Next, the high street fashion chain, plans to continue its aggressive expansion into larger stores this year despite admitting that new space depresses its underlying sales.

Next, the high street fashion chain, plans to continue its aggressive expansion into larger stores this year despite admitting that new space depresses its underlying sales.

The group, which beat market forecasts with a 17 per cent rise in pre-tax profits last year, expects to add another 420,000 square feet to its estate - or about 12 stores. It is targeting bigger and bigger shops, culminating in a three-floor, 80,000 square foot anchor store at Manchester's Arndale Centre at the end of 2005.

Simon Wolfson, the chief executive, said: "The more successful we are at getting new space, the lower our like-for-like sales will be." Next's new stores, often opened in addition to smaller high street sites on out-of-town retail parks, hit its same-stores sales numbers but boost the group's bottom line.

Mr Wolfson added: "We're not going to stop taking on stores because cosmetically it affects our numbers."

Striking a cautious note, despite the company's strong start to its financial year, he said Next expected underlying sales growth to moderate.

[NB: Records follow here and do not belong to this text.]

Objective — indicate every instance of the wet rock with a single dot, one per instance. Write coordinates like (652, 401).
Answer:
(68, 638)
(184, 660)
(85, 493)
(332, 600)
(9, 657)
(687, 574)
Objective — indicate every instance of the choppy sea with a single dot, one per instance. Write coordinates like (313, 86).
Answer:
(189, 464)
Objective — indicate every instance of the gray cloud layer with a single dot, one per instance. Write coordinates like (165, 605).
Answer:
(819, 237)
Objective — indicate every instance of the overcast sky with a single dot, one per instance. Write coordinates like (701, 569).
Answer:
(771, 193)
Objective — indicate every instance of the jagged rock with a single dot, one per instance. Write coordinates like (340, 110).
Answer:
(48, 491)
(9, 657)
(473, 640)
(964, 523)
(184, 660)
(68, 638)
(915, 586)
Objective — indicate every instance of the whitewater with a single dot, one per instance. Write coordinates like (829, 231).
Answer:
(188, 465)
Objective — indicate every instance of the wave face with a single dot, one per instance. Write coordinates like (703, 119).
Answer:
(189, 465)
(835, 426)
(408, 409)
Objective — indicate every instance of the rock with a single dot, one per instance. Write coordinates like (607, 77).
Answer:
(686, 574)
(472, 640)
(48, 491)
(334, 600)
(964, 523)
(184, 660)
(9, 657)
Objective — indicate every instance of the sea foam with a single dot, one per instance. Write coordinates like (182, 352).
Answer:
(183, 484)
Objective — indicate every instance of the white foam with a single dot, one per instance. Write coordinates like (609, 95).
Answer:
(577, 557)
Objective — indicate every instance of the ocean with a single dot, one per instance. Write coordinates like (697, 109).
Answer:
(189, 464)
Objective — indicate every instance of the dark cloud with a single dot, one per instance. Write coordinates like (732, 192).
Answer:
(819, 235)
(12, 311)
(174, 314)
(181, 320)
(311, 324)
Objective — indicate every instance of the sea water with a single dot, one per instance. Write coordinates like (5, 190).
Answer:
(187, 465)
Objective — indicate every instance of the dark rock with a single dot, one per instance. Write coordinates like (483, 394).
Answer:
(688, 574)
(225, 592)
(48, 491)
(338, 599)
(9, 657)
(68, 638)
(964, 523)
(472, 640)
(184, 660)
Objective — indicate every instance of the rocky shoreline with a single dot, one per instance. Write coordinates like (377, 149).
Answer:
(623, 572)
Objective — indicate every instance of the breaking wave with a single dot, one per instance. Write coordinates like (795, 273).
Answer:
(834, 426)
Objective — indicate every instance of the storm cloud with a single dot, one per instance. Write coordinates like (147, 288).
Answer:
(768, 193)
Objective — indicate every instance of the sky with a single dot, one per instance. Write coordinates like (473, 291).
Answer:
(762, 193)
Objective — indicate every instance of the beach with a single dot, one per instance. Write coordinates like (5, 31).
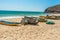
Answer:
(42, 31)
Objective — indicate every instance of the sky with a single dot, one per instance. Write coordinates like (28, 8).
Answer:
(27, 5)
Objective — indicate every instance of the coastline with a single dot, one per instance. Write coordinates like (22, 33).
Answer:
(40, 32)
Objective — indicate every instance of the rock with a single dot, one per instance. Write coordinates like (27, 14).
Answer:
(53, 9)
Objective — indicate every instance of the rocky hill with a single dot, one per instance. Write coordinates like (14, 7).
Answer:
(53, 9)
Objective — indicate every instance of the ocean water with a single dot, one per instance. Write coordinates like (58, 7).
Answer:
(20, 13)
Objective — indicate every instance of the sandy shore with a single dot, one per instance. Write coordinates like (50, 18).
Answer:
(42, 31)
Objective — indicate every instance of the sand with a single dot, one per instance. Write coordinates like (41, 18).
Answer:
(42, 31)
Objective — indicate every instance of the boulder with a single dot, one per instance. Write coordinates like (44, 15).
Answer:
(53, 9)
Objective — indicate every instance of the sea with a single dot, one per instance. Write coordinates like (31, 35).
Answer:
(14, 14)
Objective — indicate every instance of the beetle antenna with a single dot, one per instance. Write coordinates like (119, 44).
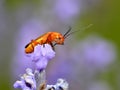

Like-for-like sales rose 3 per cent in the seven weeks to 20 March, but was flattered by the timing of Mother's Day, which boosted the figure by about 1 percentage point. "We are not pessimistic about the outlook but we are cautious. We expect headline like-for-like sales growth will be flat to 1 per cent up," he said.

The company, which has long bemoaned the City's obsession with like-for-like sales, preferring to focus on its earnings per share, reported pre-tax profits of £353.3m - higher than it had guided the market to expect in January - against £301.2m last year. Earnings per share grew by 34 per cent, reflecting the £846m it has spent on buying back its stock in the past four years.